Multicast would benefit P2P the most. I just don't see it catching on given how huge CDNs have become. Even WebRTC, which would benefit from multicast the most and uses RTP (designed with multicast in mind) has shown no interest in supporting it. But I did hear a rumor that Google was using multicast for Meets within their network so maaaybe?
> Hmm…do you have the in-browser DNS over HTTPS resolver enabled? I personally can't reproduce this, but I'm using DoH with 1.1.1.1.
Yes, using DoH and Cloudflare (1.1.1.1). Have also tried it with 1.1.1.1 turned off; no differences.
As for the other suggestions, my results were the same with Firefox on both macOS and Fedora Linux:
- https://tls-ech.dev - EncryptedClientHello works on first try.

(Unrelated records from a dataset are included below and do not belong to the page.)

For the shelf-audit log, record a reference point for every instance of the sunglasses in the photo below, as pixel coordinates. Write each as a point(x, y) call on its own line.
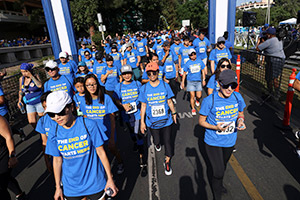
point(50, 69)
point(61, 113)
point(152, 72)
point(226, 66)
point(232, 85)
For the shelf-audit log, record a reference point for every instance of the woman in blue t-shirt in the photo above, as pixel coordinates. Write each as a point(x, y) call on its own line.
point(221, 115)
point(212, 84)
point(80, 163)
point(158, 112)
point(100, 107)
point(30, 92)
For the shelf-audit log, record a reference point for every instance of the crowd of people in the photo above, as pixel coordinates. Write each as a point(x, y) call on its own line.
point(133, 82)
point(18, 42)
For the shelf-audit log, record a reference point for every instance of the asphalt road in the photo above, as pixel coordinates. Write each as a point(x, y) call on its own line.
point(264, 166)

- https://http3.is - HTTP/3 works on second or third soft refresh.
- https://cloudflare-quic.com - (This is the one I reported initially) Stays at HTTP/2 despite numerous refreshes, soft or hard.
Did you not just describe at least 99% of all web video?
Why? Because transcoding = latency. Back in the day clients were weak, so transcoding on the server made sense. Today your phone can easily spew multiple streams out without breaking a sweat.
Assuming a capable device, it would provide the fastest path. And it doesn't obviate transcoding.
GitHub: https://github.com/winkmichael/mediamtx-moq
We implemented both WebTransport (for browsers) and native QUIC (for server-to-server) after discovering browsers block raw QUIC. Works today in Chrome/Edge, integrates with existing RTMP/RTSP streams in MediaMTX.
Also our take on MoQ https://www.wink.co/documentation/WINK-MoQ-Implementation-An...
There are implementations of traditional receiver-side adaptive bitrate switching with MoQ already today (mostly switching between tracks at group boundaries). There has been interest in exploring sender-side adaptation as well, but it's not clear what that might require and if it's something worth trying to support in the first version of the spec we take all the way to RFC status. Subgroups are something that can be used today, though less experimentation (at least public experimentation) has been done on fully utilizing subgroups at this point. They could be used for independently decodable tracks, though that wastes bandwidth relative to layered codecs. Even layered codecs have some overhead that may not always be worth it. If RTT is low enough and switching is straightforward, it may be that having the original publisher publish multiple tracks into a relay and allowing the end subscriber to switch between them is sufficient.
We could really use more public experimentation with all of these approaches, so if anyone is looking to do that type of research, definitely let us know how we can help support it!